I read these studies in my unofficial research prior to beginning my treatment. They did not make me feel as though I had been overmedicated or misdiagnosed; I found comfort in simply knowing the information. Organizing the pros and the cons put my mind in blissful order. If I were to take an SSRI, and if it worked, it would inhibit some of the serotonin reuptake process, as its name suggests. There would be more serotonin floating around for my body to use which would theoretically improve my mood and help me handle my anxiety. It would put a butterfly net in front of my synapses and let my serotonin butterflies do what they were meant to do. 

With that in mind, I set a date to take my first dose, and it was a concrete date—the upcoming Monday. When that night rolled around, I steeled myself. I dug my fingernail into the chalky tablet and it split into two pieces, each no bigger than the tip of a freshly sharpened pencil. I took only one piece in hopes of lessening the potential side effects. Then I did that over and over again, day after day, slowly working my way up to a maintenance dosage. 

The side effects were there and they were awful. I walked around feeling drunk for a week. My vision was cloudy and I could barely stand up straight without swaying from side to side. Every time I opened my eyes in the morning, my head exploded in a dull pain that started from the middle of my brain and pulsed out and back in. I had little to no appetite and was so drowsy I fell asleep on the toilet. I was living in a thick, soupy fog that was painful and frustrating. Every time I thought about throwing all of the pills down the drain, I imagined the butterfly net in my brain, slowly taking shape, ready to catch and release chemical contentedness. 

Eventually, the fog lifted and I could see myself again. I was pretty much the same, but slightly improved.
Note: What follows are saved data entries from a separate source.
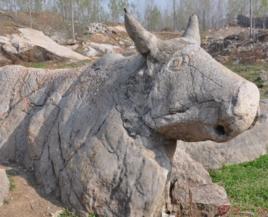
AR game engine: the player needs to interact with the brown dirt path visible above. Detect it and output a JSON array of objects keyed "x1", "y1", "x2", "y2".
[{"x1": 0, "y1": 165, "x2": 63, "y2": 217}]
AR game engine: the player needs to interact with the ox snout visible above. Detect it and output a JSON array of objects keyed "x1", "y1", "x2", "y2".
[{"x1": 215, "y1": 81, "x2": 260, "y2": 141}]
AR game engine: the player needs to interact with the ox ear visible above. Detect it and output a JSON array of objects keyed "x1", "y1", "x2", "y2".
[
  {"x1": 183, "y1": 14, "x2": 201, "y2": 45},
  {"x1": 124, "y1": 8, "x2": 160, "y2": 56}
]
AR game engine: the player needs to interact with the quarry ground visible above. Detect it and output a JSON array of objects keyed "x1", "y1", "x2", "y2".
[
  {"x1": 2, "y1": 156, "x2": 268, "y2": 217},
  {"x1": 0, "y1": 165, "x2": 63, "y2": 217}
]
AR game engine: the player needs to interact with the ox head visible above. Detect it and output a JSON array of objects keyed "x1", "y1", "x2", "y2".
[{"x1": 124, "y1": 10, "x2": 260, "y2": 142}]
My anxiety became easy to talk about because I wasn’t waking up with it looming over my head and it wasn’t consuming my entire day. Sometimes, my fears are easier to deal with; running late no longer requires tears and a million apologies and a failed pop quiz will not lead to catastrophe. I am not sure that my mood has changed, but the medication has put my disorder into perspective. I didn’t realize I had fallen into such a deep hole because it was easy to hunker down and stay there. Now I am clawing my way back up the slippery walls with dirt under my nails and an anvil tied to my back. Some days I really wish I had just stayed put because those days are hard. 

I have been on medication for a little over a month. According to my doctor, I am on the cusp of the medication’s full efficacy, as it generally takes six to eight weeks to take full effect. I’m monitoring everything closely, but I know that this is not a magic bean and that a cure will not spring forth from my damaged mind; I will have to work hard to get better. And I am getting better. Though I can’t know whether that’s due to the medication or simply the idea of it, I am cautiously optimistic that it will nudge me in the right direction. It just might give me the chance to bloom.